Gesunde Skepsis oder fehlende Phantasie?

Zögerlicher Einsatz von Führung in reduzierter Arbeitszeit (FIRA) bedeutet verschenkte Chancen

Eileen Schönhardt*) ist eine hervorragend ausgebildete Mathematikerin mit starker sozialer Kompetenz. Ihr Sprung in eine leitende Position der Firma (namhaftes Unternehmen der Finanzdienstleistung) stand in absehbarer Zeit bevor. Doch dann wurde sie schwanger. Grübeln in der Führungsetage: Sollte man sich jetzt nach einem geeigneten Kandidaten auf dem Arbeitsmarkt umsehen, der das Unternehmen jedoch nicht kannte? Und das, obwohl die ideale Kandidatin sich in Sichtweite befand? Man suchte eine andere Lösung und fand sie in dem noch relativ jungen Arbeitszeitmodell „Führung in reduzierter Arbeitszeit (FIRA)“. Eileen Schönhardt stieg kurze Zeit nach der Geburt ihres Kindes mit 70 Prozent Arbeitszeit in die Führungsposition ein. Es wäre gelogen zu behaupten, dass es gar keine Probleme gab, aber die hätte es in anderer Form mit einem Einsteiger von außen auch gegeben. Inzwischen funktioniert dieser FIRA-Fall hervorragend; das Unternehmen und die Angestellte haben profitiert.

Landestag der Psychologie in Stuttgart am 8. Juli

Diplompsychologe Dr. Thomas Moldzio wird das Modell am 8. Juli beim Landestag der Psychologie in Stuttgart vorstellen. Er ist ein glühender Verfechter des Modells, und eine wachsende Zahl von Unternehmen zeigt sich dafür aufgeschlossen. Die Gründe liegen auf der Hand. Auf der Arbeitgeberseite ist es das Interesse an hochqualifizierten, ins Unternehmen passenden Fach- und Führungskräften.
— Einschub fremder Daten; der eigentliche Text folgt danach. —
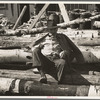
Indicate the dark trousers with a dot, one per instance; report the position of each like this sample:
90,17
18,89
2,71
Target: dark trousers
54,68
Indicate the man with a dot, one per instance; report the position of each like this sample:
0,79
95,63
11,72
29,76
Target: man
53,53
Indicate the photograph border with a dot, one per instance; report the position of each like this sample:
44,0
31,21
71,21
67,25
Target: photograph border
48,97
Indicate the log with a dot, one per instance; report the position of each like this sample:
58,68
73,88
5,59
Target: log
10,86
97,24
20,17
12,56
90,42
18,55
72,78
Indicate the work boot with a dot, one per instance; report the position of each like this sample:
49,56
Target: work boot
43,80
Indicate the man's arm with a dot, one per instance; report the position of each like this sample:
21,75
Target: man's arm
38,41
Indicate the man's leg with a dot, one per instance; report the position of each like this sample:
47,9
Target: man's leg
43,64
43,78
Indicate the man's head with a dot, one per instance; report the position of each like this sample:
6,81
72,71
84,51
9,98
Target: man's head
52,22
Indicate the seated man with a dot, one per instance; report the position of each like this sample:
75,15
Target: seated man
52,54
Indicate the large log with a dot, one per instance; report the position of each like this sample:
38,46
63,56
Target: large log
10,86
18,55
90,42
71,78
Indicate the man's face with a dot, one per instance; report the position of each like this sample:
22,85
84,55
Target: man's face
52,31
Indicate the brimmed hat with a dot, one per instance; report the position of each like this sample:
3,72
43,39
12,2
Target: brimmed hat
53,20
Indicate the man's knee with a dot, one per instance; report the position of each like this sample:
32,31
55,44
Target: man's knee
62,61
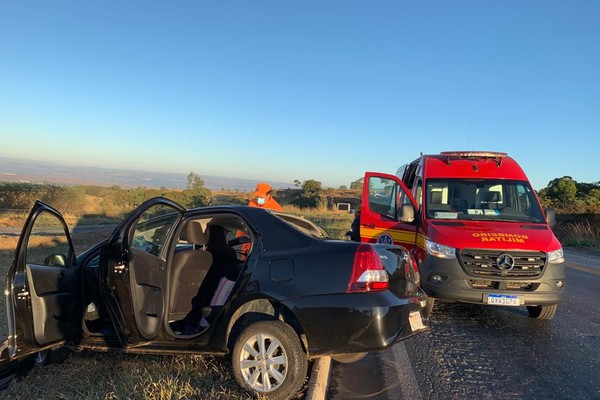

Hinzu kommt der Wunsch, älteren Führungskräften den allmählichen Ausstieg leichter zu machen und dadurch Jüngeren in „Warteposition“ früher mehr Verantwortung übertragen zu können. FIRA ermöglicht das.

Auf der Arbeitnehmerseite kommen noch weitere Interessen hinzu. Dort sind es schon längst nicht mehr nur Mütter, die mehr Zeit für Kinder und Familie wollen. Auch jenseits der Elternzeit existiert Bedarf nach mehr zeitlichen Spielräumen im Privatleben. Dieser kann auch durch dauerhaft pflegebedürftige Angehörige entstehen. Muss man deshalb seine Führungsposition aufgeben? Soll die Firma auf sehr gut geeignete Fachkräfte verzichten und andere, weniger sozial engagierte oder familiär eingebundene einstellen? Eher nicht, zumal jüngere Forschungen den stimulierenden Effekt für Führungskräfte durch Familie bestätigen.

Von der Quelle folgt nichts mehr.